Lloyds has completed a record 13.5 billion pound ($21.9 billion) rights issue, ending a turbulent period for the British bank and shifting investor focus to a potential government stake sale in 2010.

The cash call -- the world's largest to date -- is a key plank of a bumper capital raising effort worth over 23 billion pounds in total and aimed at helping Britain's largest retail bank to avoid a state-backed scheme for bad debts.

In a statement on Monday, Lloyds Banking Group said around 95.3 percent of new shares offered were taken up by investors including the British government, which owns around 43 percent.

That left just over 600 million pounds of shares to be placed by its underwriters, Bank of America Merrill Lynch, UBS and Citigroup -- far better than Lloyds' last rights offer in June, which left a rump of 13.1 percent.

Traders in London said the rump was placed by 1000 GMT on Monday and sold at around 56 pence, close to Friday's close. An official statement from the bank is due later on Monday.

The rights issue was priced at 37 pence per share, with investors being offered 1.34 shares for every existing share held. That compares with Friday's close at 56.2 pence.

A high take-up -- with the rump placed within two hours -- is the strongest indication yet of shareholder support for Lloyds' turnaround effort and of appetite for its shares.

I take it as a good sign. Over 95 percent feels quite good to me, analyst Mike Trippitt at Oriel Securities said.

This has drawn a line under the capital issue -- they have a solid capital position, a strong balance sheet. The spotlight now will be on the operating performance.

Lloyds shares opened up over 3 percent, as investors were cheered by the take-up and by Abu Dhabi's $10 billion bailout for Dubai, where Lloyds is a creditor. At 1157 GMT (6:57 a.m. EST) the shares were down 0.7 percent at 55.8 pence in a strong market, held back by the placing of outstanding shares.

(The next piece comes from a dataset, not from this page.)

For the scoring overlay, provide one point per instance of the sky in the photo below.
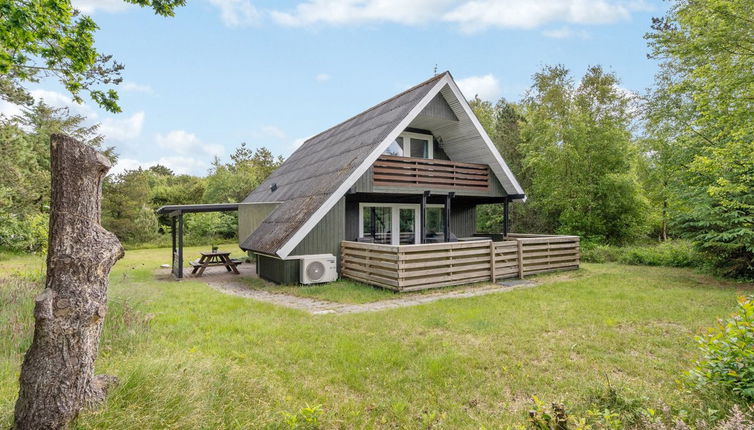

Analysts and investors said clarity on the bank's capital and a focus on its operational progress would also make it easier for the government - which has bought into Lloyds at an average price of 122.6 pence - to begin considering selling down its share as early as the start of next year.

What we have seen today is there is appetite for the equity, so it would be smart for a variety of reasons for the government to begin to place a small amount of its stake in the first quarter of 2010, analyst Joe Dickerson at Execution said.

UK Financial Investments, which manages government stakes in nationalized or bailed-out banks, is expected to test appetite for its shares soon, but it is unclear whether a sale could come before a general election due by early June.

MOVING ON UP

The bank, which has 2.8 million small shareholders accounting for 7 percent of its equity before the rights issue, has faced anger over mistakes made during the crisis and a decision to buy embattled rival HBOS -- heightened by revelations that the Bank of England had secretly lent HBOS 25 billion pounds to keep it afloat at the height of the crunch.

But investors voted overwhelmingly last month to back its capital-raising plan, which includes a debt exchange into so-called contingent capital, and totals over 23 billion pounds after an increase announced on Friday.

The new bonds, dubbed cocos, are designed to convert into equity if Lloyds's core Tier 1 capital ratio falls below 5 percent, shoring up its position if it hits rocky times.